以前第3章だけ紹介したのですが、結局このキャラ配置では歴史部分の説明が「浮きすぎてしまう」という欠点がどうしても回避できず orz。
という訳で、書いている当人が読みづらいと自覚している作品ですが、クララの日記でもこれから頻繁に登場する勝海舟とその邸の模様もありますので、今回第1章の途中までを。
舞台はクララが日本にやってくる二年前の明治7年6月の東京、浅草寺から始まります。


〈第一章〉ドイツ人武器商人
「この助平! 変態! 色情魔!」
青年はかれこれ数分にわたり、生ける暴風雨に曝されていた。
脛、脇腹、こめかみ、そして金的。
若い牝鹿のように躍動的な少女の足は、的確に男の急所を責め立てる。
彼は悶絶しながらも海老のように身体を丸め、その猛攻を凌ぎ続ける。
「やめ……助け……堪忍して……」
境内に充たされる人々の無数のざわめき、人の群が奏でる下駄の音の旋律、鈴の音や太鼓、僧侶の読経の声、何百という鳩の羽ばたき。
哀れ、青年の必死に助けを求める声は、それらの音で掻き消されてしまう。
「ろくでなし! 人でなし! 性悪男!」
すぐ周りにいた人々も呆気にとられ、誰一人として彼女の暴挙を止める素振りさえ見せない。
惨めで、陰惨で、悲惨な光景……である筈なのだが、少女のすがしくなるほど綺麗で軽やかな蹴りが、人々の脳裏から目の前の光景の意味を把握させることを放棄させていた。
「与太者! ごろつき! ならず者! アンタみたいな人間の屑にこの国で生きる資格なんてないんだから!」
……青年は薄れゆく意識の中、自分の現在置かれている状況をぼんやりと思い出していた。


境内にいた鳩が一斉に飛び立つ音で僕は我に返った。
大通りから続く石敷きの参道。その凄じいばかりの人だかりを目の当たりにして圧倒されっぱなしだったけれど、僕はようやくここにやって来た当初の目的を思い出す。

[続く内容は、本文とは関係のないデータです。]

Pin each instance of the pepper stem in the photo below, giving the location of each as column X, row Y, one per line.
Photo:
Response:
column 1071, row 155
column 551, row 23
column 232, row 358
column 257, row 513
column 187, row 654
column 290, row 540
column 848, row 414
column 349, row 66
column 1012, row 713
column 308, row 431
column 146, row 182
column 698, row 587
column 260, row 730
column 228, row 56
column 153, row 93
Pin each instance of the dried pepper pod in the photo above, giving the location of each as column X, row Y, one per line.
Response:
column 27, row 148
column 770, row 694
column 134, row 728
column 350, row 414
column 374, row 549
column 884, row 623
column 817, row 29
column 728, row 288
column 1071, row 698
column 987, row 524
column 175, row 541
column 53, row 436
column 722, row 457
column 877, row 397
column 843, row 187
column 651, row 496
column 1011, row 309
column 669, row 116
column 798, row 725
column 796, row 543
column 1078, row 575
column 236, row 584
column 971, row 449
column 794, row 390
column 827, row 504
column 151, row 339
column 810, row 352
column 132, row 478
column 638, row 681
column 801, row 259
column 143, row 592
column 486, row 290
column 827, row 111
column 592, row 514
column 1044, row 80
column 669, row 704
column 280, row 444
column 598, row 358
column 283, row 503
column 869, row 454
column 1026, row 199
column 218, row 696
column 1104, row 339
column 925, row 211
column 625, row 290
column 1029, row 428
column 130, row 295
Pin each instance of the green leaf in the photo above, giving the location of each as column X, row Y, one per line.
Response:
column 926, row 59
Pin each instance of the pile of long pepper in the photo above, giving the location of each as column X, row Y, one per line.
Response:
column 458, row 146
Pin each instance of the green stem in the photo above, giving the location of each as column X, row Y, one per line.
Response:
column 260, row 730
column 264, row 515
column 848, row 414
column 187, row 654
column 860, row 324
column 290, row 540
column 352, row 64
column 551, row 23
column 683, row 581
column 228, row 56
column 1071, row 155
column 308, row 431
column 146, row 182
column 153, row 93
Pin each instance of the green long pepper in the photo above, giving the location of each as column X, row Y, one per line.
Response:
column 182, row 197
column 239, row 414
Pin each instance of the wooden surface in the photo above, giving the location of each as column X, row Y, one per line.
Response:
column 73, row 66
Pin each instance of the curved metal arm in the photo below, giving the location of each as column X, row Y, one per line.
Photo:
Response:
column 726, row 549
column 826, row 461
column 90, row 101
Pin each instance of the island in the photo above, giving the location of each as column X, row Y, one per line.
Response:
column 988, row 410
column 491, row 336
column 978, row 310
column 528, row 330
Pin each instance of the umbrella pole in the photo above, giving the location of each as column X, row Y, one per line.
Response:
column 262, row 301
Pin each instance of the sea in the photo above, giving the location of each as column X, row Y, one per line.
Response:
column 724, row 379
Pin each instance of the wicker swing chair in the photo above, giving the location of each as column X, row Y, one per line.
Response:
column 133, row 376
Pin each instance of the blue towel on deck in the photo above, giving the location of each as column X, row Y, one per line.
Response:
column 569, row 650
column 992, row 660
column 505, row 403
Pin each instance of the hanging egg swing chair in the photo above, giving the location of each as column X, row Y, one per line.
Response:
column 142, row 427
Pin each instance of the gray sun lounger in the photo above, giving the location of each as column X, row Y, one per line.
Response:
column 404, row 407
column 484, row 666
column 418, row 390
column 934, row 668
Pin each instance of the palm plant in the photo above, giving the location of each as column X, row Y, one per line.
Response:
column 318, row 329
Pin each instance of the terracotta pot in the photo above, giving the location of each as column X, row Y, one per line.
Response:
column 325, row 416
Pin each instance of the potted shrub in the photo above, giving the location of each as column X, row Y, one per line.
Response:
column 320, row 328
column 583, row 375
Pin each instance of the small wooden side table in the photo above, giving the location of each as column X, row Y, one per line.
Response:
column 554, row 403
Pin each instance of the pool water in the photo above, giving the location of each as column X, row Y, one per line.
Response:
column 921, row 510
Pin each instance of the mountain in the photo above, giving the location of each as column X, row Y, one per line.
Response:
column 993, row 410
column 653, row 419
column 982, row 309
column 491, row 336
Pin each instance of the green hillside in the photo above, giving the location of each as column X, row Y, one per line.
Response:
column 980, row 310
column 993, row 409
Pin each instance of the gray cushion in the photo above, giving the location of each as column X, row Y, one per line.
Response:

マルセイユから香港行きの客船に乗り込んだのはもう五〇日も前だ。長い航海を経て、ようやく横浜に辿り着いたのが昨日の昼過ぎ。昨晩は横浜の海岸沿いにある横浜グランドホテルで宿を取り、今日の早朝、二年前開通したばかりの横浜新橋間の鉄道に揺られ、帝都東京に足を踏み入れるという強行軍。それが堪えないわけじゃなかったけれど、目の前に次々と現れる蠱惑的な光景が僕を探求心と好奇心の虜にしていた。
約束通り、グランドホテルに預けられていた紹介状によれば、待ち合わせ場所は間違いなく帝都東京の東端にあるこの寺の境内だ。
幕末時に一度焼失し、先年仮再建された浅草寺の二重屋根の大門をくぐる。美しい朱色に彩られた二重屋根の大門の両側には、極彩色の仏像が鎮座し、参拝客を迎え入れる。
本堂へと向かう参道。その左右に立ち並ぶ店々には様々な品物が並び飾られている。
可愛らしい湯飲み茶碗、鼈甲の首飾り、銀細工の煙管、精妙な彫り物の施された根付けや印籠、淡紅色の縮緬。いずれも芸術的にまで洗練された一箇の美術品とも言える出来映えだ。
小さな芸術品を穴の空くほど観察していた僕は、奇妙な居心地の悪さを感じて振り返る。
声にならぬ歓声がどっと沸き起こった。そこには僕を半円状に取り囲むように人の輪が出来ていた。僕を見つめる彼らは一様に好奇の目を輝かし、表情にはあからさまに物珍しさを浮かべている。もっとも昨日来そんな奇妙な反応に慣れてしまったので、とりあえず無視して再び歩を進める。この国の人にとって僕たちはまだまだ物珍しい存在なのだろう。
待ち合わせ場所である三重塔を探していると、ぎょっとするような光景に出くわした。
大きな偶像――四天王という仏法の守護者らしい――を納めた堂の前で、なんと参拝者たちが神像に向かい口に含んだ紙片を吐きつけているのだ。東洋には「天に唾する」という慣用句があるとは聞いていたけれど、まさか本当にそのような「神をも恐れぬ振る舞い」をしているとは……。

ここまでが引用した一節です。